We have started some external "monitoring" of our F5's to alert when pool members are marked down. What we have noticed is that a node is marked down for relatively short amount of time generally between 4 and 25 seconds. We see this in the LTM logs. We implemented Monitoring for a specific node and captured one of these events. I can see where the LTM creates the socket to the server and attempts the "ping" of a GET ....I don't see and responses and it does this 3 times according to the 5/16 settings and then states:
(_send_active_service_ping): unable to connect; giving up and marks the node down...
Looking at our Splunk/IIS for the node in question I don't see events for these connections, I see the entries for the good 200 OK responses, but I don't see any of the log entries for connections from the LTM. I am trying to determine how to trouble shoot further, the LTM and Server are on the same vlan so not routing is in place.

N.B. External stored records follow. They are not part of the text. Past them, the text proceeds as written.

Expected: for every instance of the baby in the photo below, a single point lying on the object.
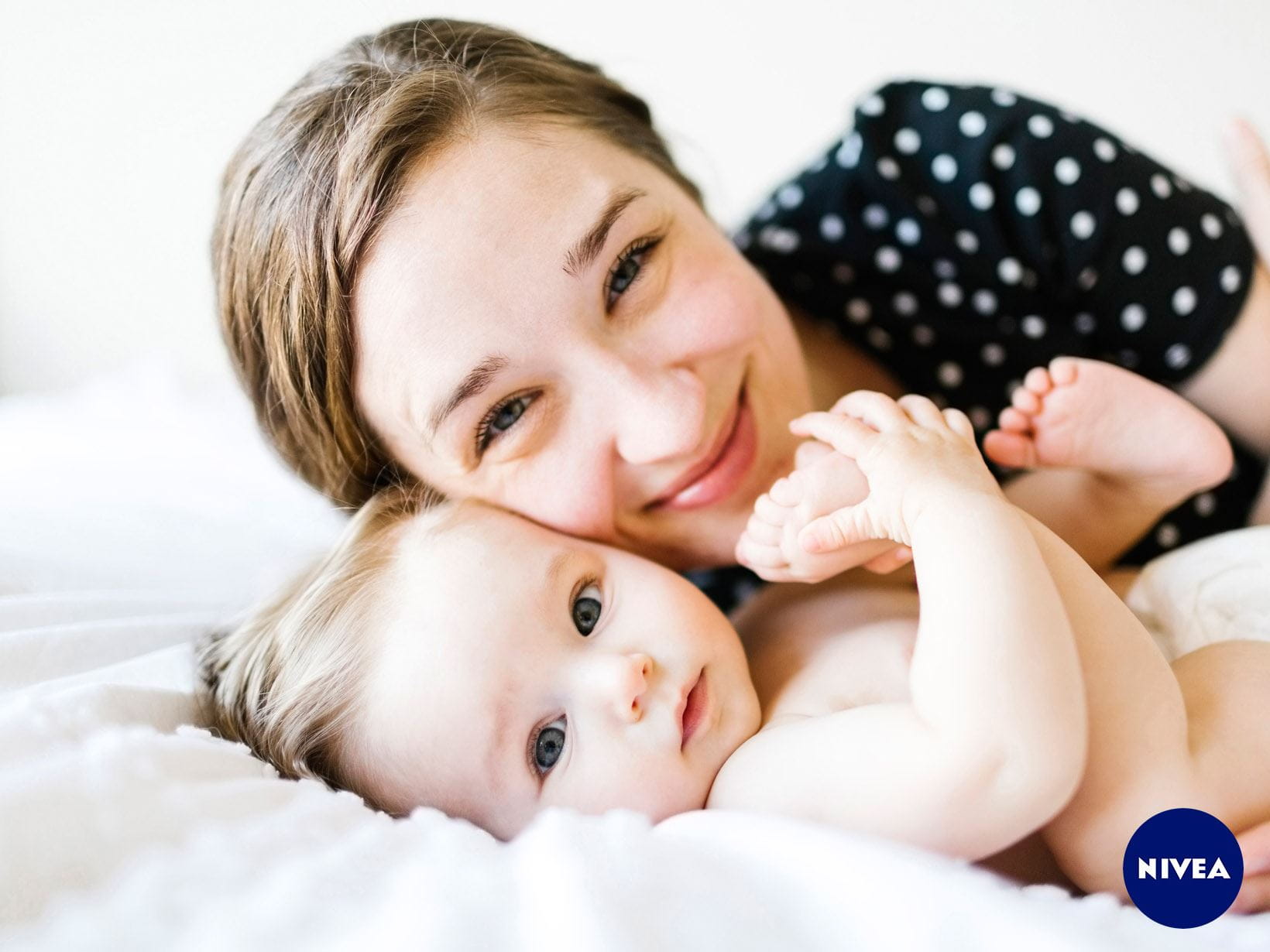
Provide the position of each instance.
(454, 656)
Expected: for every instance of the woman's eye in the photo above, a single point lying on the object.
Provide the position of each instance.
(499, 420)
(626, 269)
(547, 745)
(585, 610)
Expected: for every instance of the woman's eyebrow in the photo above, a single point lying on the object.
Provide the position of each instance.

Any suggestions on where to look or how I can approach this with the application team/server owners?
You should perform packet capture on the F5 unit and on the server, and compare the times between F5 unit sends probe and server receives it, and when server sends response and F5 unit receives it. (also check, is response delayed on server already?)
If there's a big latency in monitor response, and responses are often received after timeout time, consider tuning your probe and timeout timers so that server will have enough time to reply.
You can maybe issue probes manually with specific settings so that they will be easier to extract from pcap file.